More often than not these days, the end is a little less dramatic than you may have envisaged. You will usually have 18 months or so of due diligence, sale process and handover. Depending on the deal you do, the new owners may choose not to take on your debt, your creditors, your tax liabilities, your property leases and more. What you may be left with is a ‘shell’ company that needs to be wound up properly, something that can take up to a year.
And there’s no reason why the change of ownership should happen overnight. Consider, for example, a staged management buy out. “You find a good manager and do a deal with them,” says Wallace. “They could buy a ten percent share every year for five years based on certain KPIs being achieved, and at the end of which they will control 50 percent of the company with a view to taking out the remaining shares. This locks in good staff, unlocks you from the business and gives you income in the meantime.”
It also gives you time to pack up your box of memorabilia, organise a farewell hoedown and work out what to do with the rest of the money.
What you are really selling when you sell your business
- Your client database
This may be all you have. But if you have your data secured and organised in ways that can make money, it’s gold.
- The intellectual property
To be valuable, your company cannot just be based on the exploitation of a single idea. You are selling your company’s future, not its past.
- Your unique product or process
You may have made money by being a good practitioner of other people’s ideas or purveyor of other people’s products. But other people won’t need to buy your company to do that too.
- The outstanding team of people you have brought together
Whether you have an internal successor or not, any buyer is going to want to know that there will be somebody left who knows how to drive this thing when you leave.
The sale of the century?
Here is Hayes Knight business improvement director Aaron Wallace’s take on an interesting feature of the current market for businesses in New Zealand. It should be food for thought for would-be buyers or sellers alike.
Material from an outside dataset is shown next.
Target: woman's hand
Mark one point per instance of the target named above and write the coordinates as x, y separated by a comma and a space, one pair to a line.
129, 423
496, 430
“There is no really up-to-date and reliable research on the demographics of business owners in New Zealand. But our best estimate is that a major chunk of business owners are aged somewhere between 58 and 61. Everybody sells at some point, but because we are looking at the tail end of the baby boomers, this is creating a ‘succession wave’, with a lot of people looking to sell in the near future.
“That wave can be slowed or accelerated by economic factors like the recent slow-down, and we don’t know when the big surge of sales may happen. But it’s got to hit the beach sometime.”